William Ashley (Billy) Sunday
1862 – 1935

William Ashley Sunday was born in Ames, Iowa as the son of a Civil War soldier, on November 19, 1862. Because his father died when he was less than a year old, “Billy” was raised in an orphanage. His young days were hard, working in a hotel and later for Colonel John Scott.

During high school young Sunday worked as a janitor. In 1883 he joined the “White Sox,” becoming a professional baseball player; he played in the major leagues for seven years. He was converted to Christ in 1886 through the street preaching of Harry Monroe of the Pacific Garden Mission in Chicago.

Sunday gave up his baseball career in March, 1891 to become an assistant YMCA secretary. After three years of work at the YMCA and acting as assistant to Dr. J. Wilbur Chapman, Sunday began preaching in his own services. He was ordained to the ministry in 1903 by the Presbytery of Chicago. Sunday preached in the army camps during World War I and later held city-wide meetings in the various cities across America. He refused to accept invitations offered him to go abroad.

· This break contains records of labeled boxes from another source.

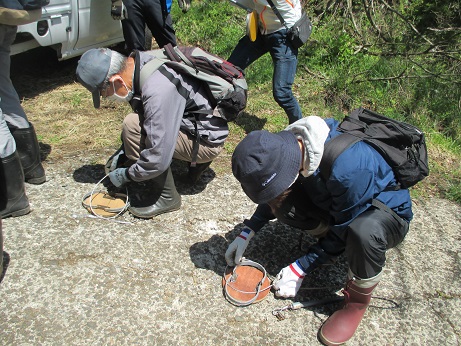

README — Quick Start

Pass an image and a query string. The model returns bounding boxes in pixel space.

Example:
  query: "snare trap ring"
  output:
[222,259,272,306]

In one meeting in Philadelphia over 2.3 million attended his crusade during a period of eight weeks. Sunday held campaigns for over twenty years and literally “burned out for Christ.” At the close of each service throngs of people came forward and grasped the evangelist’s hand to signify their conversion. Such action was called “hitting the sawdust trail” because the tabernacle floors were covered with sawdust. Sunday was noted for acrobatic feats on the platform as he preached.

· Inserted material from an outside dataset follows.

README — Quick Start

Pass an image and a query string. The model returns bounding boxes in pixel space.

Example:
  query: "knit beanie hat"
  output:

The worst ever said of him was that he occasionally let his humor run wild; the best ever said about him was that he reached a million lives for Christ – the drunken, the down and out, the homeless, the common man. His blazing-fisted bare-handed evangelism lives in American history. He was probably a factor in preparing the country for the passage of the Eighteenth (Liquor prohibition) Amendment to the US Constitution.

Billy Sunday died in Chicago, November 6, 1935; services were held in the Moody Memorial Church with 4,400 present.